Chapter 41

9.5K 811 111
                                    

Vote and comment please
***

            Sera menghentikan mobilnya di parkiran gedung utama perusahaan Grand Group. Ini pertama kalinya dia menginjakan kaki ke tempat yang merupakan salah satu gedung tertinggi di Kota Jakarta itu, meski dia sudah mengenal keluarga pemilik perusahaan sejak lahir, dan sedang memiliki hubungan dekat dengan CEO-nya.

Sera tidak punya pilihan selain datang ke sana. Dia ingin memastikan perkataan Nayaka, bukti-bukti yang wanita itu tunjukan padanya begitu terlihat asli sampai Sera merasa merinding.

Dia ingin memastikan sosok pria yang sudah menguntitnya selama bertahun-tahun, mengetahui apapun yang dia lakukan dan dimanapun dia berada selama dua puluh empat jam seminggu, dan mengumpulkan apapun yang dia pakai untuk dijadikan pajangan.... Apakah sosok itu benar adalah Nathaniel Arvino, pria yang selama ini terus menyatakan cinta padanya? Pria yang selalu melakukan apapun hanya untuk dirinya?

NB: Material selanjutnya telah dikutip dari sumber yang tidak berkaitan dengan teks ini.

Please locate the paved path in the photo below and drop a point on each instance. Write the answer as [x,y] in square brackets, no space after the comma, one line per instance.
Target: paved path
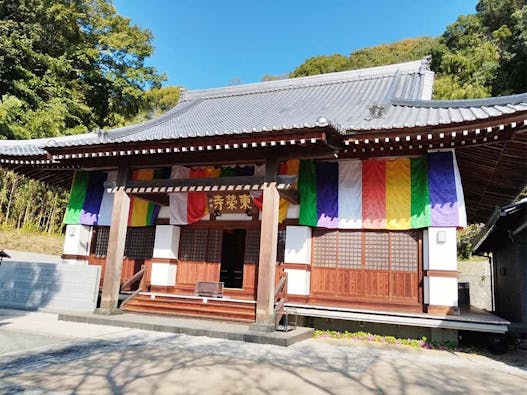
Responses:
[64,357]
[24,256]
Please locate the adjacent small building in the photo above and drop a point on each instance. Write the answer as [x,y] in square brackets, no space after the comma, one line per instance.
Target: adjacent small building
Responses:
[505,238]
[338,194]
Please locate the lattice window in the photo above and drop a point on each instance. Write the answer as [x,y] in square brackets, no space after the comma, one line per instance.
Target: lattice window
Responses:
[193,244]
[324,248]
[377,252]
[101,242]
[403,251]
[140,242]
[349,249]
[280,247]
[214,246]
[252,246]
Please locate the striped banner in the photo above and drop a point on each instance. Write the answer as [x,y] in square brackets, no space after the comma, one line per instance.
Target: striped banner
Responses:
[85,198]
[399,194]
[90,204]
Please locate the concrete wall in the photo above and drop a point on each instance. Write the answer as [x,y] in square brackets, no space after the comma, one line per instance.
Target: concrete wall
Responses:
[440,255]
[49,286]
[511,281]
[298,251]
[166,247]
[77,242]
[478,275]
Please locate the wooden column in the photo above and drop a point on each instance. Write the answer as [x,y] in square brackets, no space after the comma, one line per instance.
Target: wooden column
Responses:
[115,254]
[267,258]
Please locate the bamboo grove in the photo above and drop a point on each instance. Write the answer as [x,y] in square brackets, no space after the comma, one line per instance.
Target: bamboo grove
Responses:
[30,205]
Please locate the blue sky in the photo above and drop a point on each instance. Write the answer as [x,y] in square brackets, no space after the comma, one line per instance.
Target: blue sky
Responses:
[206,43]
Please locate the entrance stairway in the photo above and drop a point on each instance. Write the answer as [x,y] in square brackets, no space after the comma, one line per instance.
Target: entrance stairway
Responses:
[195,306]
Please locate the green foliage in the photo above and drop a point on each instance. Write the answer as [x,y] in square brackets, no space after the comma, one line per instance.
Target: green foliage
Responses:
[69,66]
[479,55]
[398,52]
[321,65]
[483,54]
[380,55]
[156,102]
[366,336]
[29,205]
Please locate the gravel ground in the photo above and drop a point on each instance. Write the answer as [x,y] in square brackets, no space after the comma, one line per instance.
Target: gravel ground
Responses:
[103,360]
[24,256]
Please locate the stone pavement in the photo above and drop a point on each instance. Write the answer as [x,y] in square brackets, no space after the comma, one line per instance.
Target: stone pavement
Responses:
[82,358]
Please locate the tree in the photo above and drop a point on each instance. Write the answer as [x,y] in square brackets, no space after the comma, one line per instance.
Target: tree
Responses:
[401,51]
[398,52]
[321,65]
[157,101]
[69,66]
[485,53]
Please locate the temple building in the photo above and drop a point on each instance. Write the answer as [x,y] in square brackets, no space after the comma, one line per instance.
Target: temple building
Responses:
[338,195]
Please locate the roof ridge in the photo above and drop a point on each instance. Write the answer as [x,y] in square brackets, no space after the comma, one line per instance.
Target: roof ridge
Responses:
[416,66]
[462,103]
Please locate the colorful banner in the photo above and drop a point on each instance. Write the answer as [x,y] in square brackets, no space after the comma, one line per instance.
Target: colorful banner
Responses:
[398,194]
[190,207]
[90,204]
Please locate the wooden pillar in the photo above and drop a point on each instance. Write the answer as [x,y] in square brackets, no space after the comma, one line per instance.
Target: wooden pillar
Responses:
[267,258]
[115,254]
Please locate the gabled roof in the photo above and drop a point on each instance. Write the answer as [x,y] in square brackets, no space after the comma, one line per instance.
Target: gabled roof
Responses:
[351,102]
[344,99]
[503,227]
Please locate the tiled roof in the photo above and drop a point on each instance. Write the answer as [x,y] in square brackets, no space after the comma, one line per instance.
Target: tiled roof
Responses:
[377,98]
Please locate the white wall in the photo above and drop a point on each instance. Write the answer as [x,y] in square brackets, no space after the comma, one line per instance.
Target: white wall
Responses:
[166,246]
[442,249]
[77,240]
[298,281]
[163,274]
[443,291]
[440,254]
[166,243]
[298,245]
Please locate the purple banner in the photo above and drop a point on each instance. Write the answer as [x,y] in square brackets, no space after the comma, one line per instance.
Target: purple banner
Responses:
[327,194]
[442,188]
[93,199]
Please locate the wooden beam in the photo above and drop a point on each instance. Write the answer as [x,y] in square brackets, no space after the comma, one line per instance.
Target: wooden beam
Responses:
[271,169]
[267,260]
[157,198]
[291,195]
[116,243]
[204,182]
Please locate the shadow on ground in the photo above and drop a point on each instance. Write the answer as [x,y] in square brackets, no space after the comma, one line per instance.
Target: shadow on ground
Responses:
[160,363]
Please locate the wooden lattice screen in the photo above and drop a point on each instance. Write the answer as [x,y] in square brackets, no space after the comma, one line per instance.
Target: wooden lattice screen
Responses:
[193,244]
[214,241]
[403,251]
[139,242]
[349,249]
[252,246]
[377,250]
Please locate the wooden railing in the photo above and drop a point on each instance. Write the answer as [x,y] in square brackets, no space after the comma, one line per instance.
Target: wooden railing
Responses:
[142,285]
[280,297]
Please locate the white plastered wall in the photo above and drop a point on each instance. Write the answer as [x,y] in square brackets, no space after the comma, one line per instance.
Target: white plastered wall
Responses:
[440,254]
[166,246]
[298,251]
[298,281]
[77,242]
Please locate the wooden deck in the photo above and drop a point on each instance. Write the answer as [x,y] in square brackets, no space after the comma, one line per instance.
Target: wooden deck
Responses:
[470,319]
[226,308]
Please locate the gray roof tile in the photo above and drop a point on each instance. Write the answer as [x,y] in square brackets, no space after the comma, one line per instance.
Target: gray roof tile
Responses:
[344,98]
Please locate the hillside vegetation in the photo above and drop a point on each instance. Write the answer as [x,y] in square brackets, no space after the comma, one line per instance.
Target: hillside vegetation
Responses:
[92,75]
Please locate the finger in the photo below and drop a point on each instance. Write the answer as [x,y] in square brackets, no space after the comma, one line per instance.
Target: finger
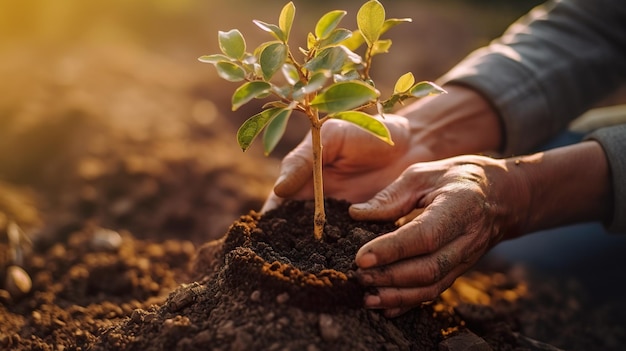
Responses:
[296,170]
[437,226]
[391,203]
[396,312]
[271,202]
[418,271]
[402,298]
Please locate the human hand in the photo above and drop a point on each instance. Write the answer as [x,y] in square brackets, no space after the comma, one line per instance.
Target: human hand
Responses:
[469,204]
[356,165]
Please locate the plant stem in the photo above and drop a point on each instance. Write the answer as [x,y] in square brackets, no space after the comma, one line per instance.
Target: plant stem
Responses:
[319,218]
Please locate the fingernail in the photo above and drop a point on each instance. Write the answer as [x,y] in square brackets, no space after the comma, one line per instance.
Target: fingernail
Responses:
[367,260]
[366,279]
[280,180]
[361,207]
[393,312]
[372,301]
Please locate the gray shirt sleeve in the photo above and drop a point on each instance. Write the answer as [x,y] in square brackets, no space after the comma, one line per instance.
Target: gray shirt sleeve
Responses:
[550,67]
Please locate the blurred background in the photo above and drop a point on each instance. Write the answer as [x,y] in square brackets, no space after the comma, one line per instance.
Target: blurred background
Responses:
[107,117]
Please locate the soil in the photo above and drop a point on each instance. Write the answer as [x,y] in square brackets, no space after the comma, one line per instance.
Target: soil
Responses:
[120,171]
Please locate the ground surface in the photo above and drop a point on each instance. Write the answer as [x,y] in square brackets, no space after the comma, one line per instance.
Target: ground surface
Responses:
[119,162]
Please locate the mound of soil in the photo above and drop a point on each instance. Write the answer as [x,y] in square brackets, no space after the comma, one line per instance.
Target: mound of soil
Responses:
[269,285]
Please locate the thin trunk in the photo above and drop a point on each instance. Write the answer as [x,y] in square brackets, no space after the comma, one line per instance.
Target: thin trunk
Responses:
[318,186]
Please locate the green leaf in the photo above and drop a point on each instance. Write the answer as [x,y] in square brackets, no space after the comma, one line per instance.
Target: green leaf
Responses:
[370,20]
[291,73]
[310,41]
[253,126]
[344,96]
[316,82]
[367,123]
[335,37]
[381,47]
[404,83]
[349,75]
[271,28]
[249,91]
[332,59]
[423,89]
[232,43]
[275,130]
[213,59]
[230,71]
[328,23]
[272,59]
[356,40]
[285,21]
[392,22]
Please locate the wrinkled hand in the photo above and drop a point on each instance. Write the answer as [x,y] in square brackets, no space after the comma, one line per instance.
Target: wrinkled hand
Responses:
[467,202]
[356,165]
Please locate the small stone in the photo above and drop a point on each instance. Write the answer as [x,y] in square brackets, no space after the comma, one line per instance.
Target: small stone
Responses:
[464,341]
[106,240]
[282,298]
[255,296]
[18,282]
[136,316]
[329,330]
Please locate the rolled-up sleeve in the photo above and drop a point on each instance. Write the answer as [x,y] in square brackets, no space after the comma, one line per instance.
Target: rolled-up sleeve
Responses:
[613,141]
[549,68]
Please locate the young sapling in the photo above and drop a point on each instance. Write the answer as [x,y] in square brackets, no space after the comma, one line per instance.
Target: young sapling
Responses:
[326,80]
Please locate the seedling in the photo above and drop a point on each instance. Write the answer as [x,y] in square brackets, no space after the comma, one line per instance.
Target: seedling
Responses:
[325,80]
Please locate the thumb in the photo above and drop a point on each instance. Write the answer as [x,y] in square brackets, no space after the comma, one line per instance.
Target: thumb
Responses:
[296,169]
[390,204]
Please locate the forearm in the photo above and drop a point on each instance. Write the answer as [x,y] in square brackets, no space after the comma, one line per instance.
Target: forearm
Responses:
[457,123]
[548,68]
[567,185]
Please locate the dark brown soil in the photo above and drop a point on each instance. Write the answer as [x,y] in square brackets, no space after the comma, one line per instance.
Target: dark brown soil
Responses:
[269,285]
[118,160]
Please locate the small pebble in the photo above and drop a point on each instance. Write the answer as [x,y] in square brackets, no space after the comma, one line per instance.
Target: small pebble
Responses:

Sera menggigit bibir bawahnya, dia buru-buru masuk ke dalam gedung dan berjalan ke arah meja resepsionis.

"Selamat sore Ibu, ada yang—"

"Nathaniel Arvino." Sera menyela. "Saya ada janji dengannya, sekarang."

Wajah resepsionis wanita yang hendak tersenyum sopan itu mengerut kebingungan. "Akan coba saya konfirmasi. Ibu dengan nama siapa?"

"Sera Aldarict."

"Astaga... Bu Sera." Resepsionis itu terkejut, dia segera keluar dari meja resepsionis dan menunduk dengan hormat untuk mempersilahkan Sera mengikutinya ke arah lift. "Ibu punya akses penuh untuk bertemu Pak Nathaniel. Mari, Ibu."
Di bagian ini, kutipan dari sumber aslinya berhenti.